Renault has admitted that its future in Formula 1 will be considered as part of a major strategic review that it is about to embark on.
As the French car manufacturer bids to turn around a fall in revenue and move on from the disruption caused by the arrest of former Renault-Nissan alliance boss Carlos Ghosn last year, it is to examine all aspects of its business.
During a conference call with investors on Friday, interim CEO Clotilde Delbos made clear that although she was not specifically targeting Renault’s F1 programme, its grand prix activities would fall under the spotlight of a review that was about to begin.
Key to its long-term ambitions will be to analyse the ‘Drive the Future’ strategy that had been implemented by Ghosn back in 2017, and which could now be changed if Renault feels it no longer suits its needs.
Asked whether Renault would consider stopping non-essential activities like F1 and its Alpine brand, Delbos said: “I am not specifically targeting those two activities that you mentioned but clearly the review of the ‘Drive the Future’ plans means that we put [everything] on the table.
“It is like a normal process. It is just not a minor review. We are really launching a deep review of our ‘Drive the Future’ plan in order to take into account the new context of the market, the change in usage, mobility etc. and the current situation of the group.
“Everything can be on the table at some point. This is a deep review of our strategy and of our plan.”
Ghosn was a driving force in committing Renault to return to F1 as a works team in 2016, with it being given a long-term plan to return to the front of grand prix racing.
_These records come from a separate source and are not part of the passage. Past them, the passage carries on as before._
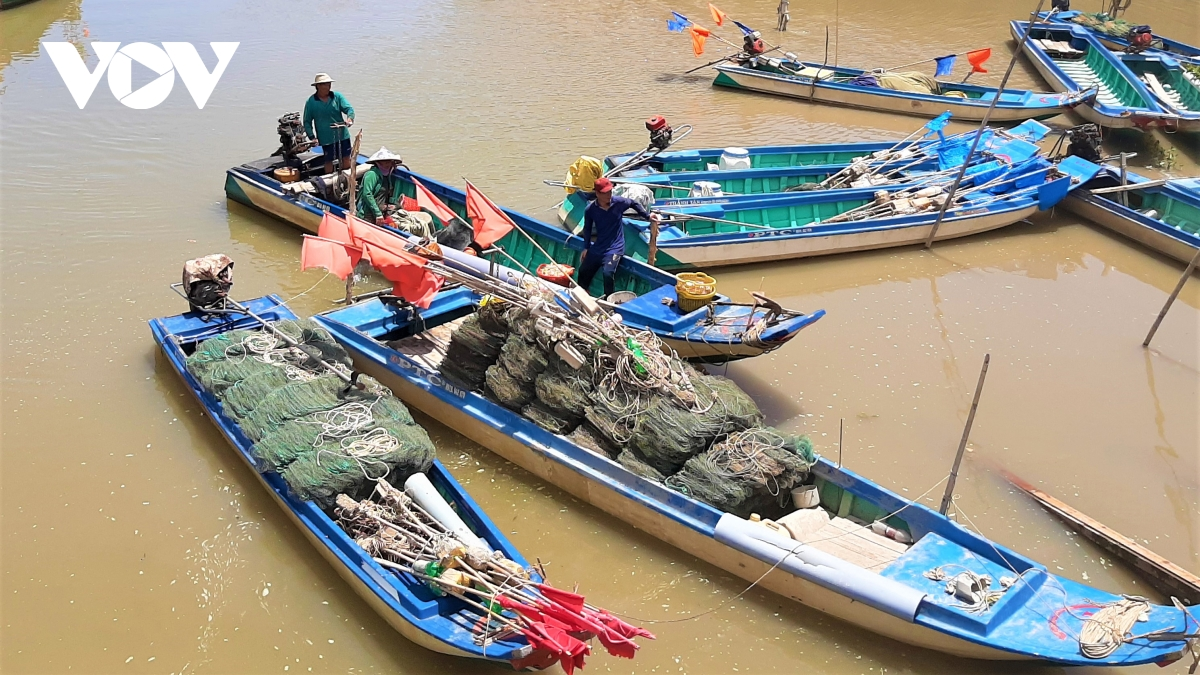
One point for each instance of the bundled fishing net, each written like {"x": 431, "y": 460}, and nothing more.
{"x": 523, "y": 359}
{"x": 472, "y": 351}
{"x": 637, "y": 466}
{"x": 589, "y": 437}
{"x": 510, "y": 392}
{"x": 538, "y": 413}
{"x": 753, "y": 471}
But while the works team had made progress to finish fourth in the constructors’ championship last year, this season has been more of a struggle.
As well as suffering reliability problems earlier in the campaign which hindered its points-scoring potential, Renault more recently was disqualified from the Japanese Grand Prix for running what stewards ruled was a driver aid.
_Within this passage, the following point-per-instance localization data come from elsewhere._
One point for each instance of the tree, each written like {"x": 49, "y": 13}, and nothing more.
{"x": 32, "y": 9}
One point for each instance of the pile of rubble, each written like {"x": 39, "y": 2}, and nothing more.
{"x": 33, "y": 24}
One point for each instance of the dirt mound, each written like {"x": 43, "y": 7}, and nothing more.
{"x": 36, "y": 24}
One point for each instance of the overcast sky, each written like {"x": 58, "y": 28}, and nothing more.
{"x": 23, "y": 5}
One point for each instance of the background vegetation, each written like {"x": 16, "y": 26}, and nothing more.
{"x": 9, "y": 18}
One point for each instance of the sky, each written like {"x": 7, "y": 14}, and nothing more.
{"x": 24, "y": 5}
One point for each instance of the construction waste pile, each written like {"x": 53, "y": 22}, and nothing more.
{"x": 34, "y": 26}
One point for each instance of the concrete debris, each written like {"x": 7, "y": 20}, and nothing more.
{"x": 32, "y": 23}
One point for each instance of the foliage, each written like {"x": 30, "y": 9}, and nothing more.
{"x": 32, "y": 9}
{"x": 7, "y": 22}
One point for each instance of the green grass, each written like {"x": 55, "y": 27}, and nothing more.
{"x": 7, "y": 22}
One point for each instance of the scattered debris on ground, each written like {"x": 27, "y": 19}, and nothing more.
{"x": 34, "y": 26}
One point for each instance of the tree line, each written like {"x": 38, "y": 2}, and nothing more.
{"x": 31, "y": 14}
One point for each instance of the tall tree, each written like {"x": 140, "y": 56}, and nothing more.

The team is also having to face up to the fact that despite the introduction of a budget cap from 2021, it will likely have to increase its own financial commitment if it is to take on the might of Mercedes, Ferrari and Red Bull.
Renault announced that group revenue fell 1.6% to 11.3 billion Euro in the third quarter on the back of a changing dynamic in the road car markets – especially a shift away from diesel engines. Sales by volume were down 4.4%.
The fresh questions about Renault's F1 team comes against the backdrop of a commitment the company made on its return to continue beyond 2021 at least as an engine supplier in return for improved commercial rights income terms.
However, that situation has now shifted with Renault not currently having any customer terms after next year.
Renault F1 managing director Cyril Abiteboul said: "We are under the Concorde Agreement, a bipartite agreement, until the end of 2020, like every single team in the paddock.
"There is a new Concorde, 2021-2025, that will be offered. And in addition to that we have as we said previously some form of commitment towards supply of engine.
"But as you know, we are not supplying engines to anyone apart from us."